D’Alembert’s Ratio Test for Convergence of Series
D’Alembert’s ratio test is the first tool I reach for when I need to decide whether an infinite series converges or diverges. It compares each term to the one before it, and the moment that ratio settles below 1, the series is convergent. If you’re working through real analysis or second-semester calculus, you’ll lean on it more than any other convergence test, because it cuts through series built from factorials, exponentials, and powers where comparison and integral tests turn into a slog.

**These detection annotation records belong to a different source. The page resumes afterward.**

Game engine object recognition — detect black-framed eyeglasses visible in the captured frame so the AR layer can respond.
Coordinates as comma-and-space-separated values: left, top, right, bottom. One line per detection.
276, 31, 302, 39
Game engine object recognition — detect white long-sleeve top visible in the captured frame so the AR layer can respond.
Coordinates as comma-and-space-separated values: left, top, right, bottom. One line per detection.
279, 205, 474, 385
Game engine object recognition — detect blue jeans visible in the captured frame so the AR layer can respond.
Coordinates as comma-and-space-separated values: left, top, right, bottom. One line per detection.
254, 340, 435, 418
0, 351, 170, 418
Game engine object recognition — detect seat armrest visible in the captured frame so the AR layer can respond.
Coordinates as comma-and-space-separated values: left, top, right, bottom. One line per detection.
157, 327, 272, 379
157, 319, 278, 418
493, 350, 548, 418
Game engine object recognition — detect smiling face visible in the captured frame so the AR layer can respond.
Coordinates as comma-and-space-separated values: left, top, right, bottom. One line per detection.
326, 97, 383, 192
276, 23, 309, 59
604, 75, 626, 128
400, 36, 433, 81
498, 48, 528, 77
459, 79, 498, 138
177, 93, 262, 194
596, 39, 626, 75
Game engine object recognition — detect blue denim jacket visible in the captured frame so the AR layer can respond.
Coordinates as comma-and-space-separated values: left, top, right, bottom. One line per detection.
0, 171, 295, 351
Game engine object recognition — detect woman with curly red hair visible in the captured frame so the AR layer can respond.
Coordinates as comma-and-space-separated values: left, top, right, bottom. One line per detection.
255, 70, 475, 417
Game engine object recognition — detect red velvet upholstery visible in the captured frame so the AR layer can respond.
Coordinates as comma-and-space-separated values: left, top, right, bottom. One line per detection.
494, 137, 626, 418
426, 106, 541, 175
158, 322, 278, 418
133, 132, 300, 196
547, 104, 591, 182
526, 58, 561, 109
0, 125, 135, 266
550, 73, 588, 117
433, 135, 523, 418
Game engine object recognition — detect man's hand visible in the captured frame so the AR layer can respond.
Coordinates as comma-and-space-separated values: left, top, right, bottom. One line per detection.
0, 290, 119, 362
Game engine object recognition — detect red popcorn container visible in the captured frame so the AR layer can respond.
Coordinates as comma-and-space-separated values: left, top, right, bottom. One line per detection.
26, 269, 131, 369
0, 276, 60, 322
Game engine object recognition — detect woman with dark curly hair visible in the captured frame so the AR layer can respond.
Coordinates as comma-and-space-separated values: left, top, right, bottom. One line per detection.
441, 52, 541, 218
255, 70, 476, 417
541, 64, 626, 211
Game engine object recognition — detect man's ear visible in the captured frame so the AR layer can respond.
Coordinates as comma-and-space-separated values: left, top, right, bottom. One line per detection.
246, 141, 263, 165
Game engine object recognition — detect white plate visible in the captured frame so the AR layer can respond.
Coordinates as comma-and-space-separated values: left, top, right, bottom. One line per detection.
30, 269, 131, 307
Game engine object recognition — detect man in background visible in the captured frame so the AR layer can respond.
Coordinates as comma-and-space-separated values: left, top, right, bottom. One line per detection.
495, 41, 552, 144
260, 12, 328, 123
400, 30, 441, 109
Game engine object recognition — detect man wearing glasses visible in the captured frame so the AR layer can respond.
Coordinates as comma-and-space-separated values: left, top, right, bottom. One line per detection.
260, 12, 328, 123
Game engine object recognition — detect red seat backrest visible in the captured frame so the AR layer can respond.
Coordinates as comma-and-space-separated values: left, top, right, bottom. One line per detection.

Jean le Rond d’Alembert published this test in 1768, and it was the first ratio test ever stated for series convergence. Almost 260 years later it’s still the default on every analysis syllabus, from Rudin to Bartle. I’ll give you the clean statement, the five-step method, four worked examples (including the case where the test quits on you), the mistakes that cost marks, and a refreshed FAQ. Straight quotes only, no fluff.
Statement of D’Alembert’s Ratio Test
A series \( \sum u_n \) of positive terms is convergent if, from and after some fixed term, \( \dfrac{u_{n+1}}{u_n} < r < 1 \), where \( r \) is a fixed number. The series is divergent if \( \dfrac{u_{n+1}}{u_n} > 1 \) from and after some fixed term.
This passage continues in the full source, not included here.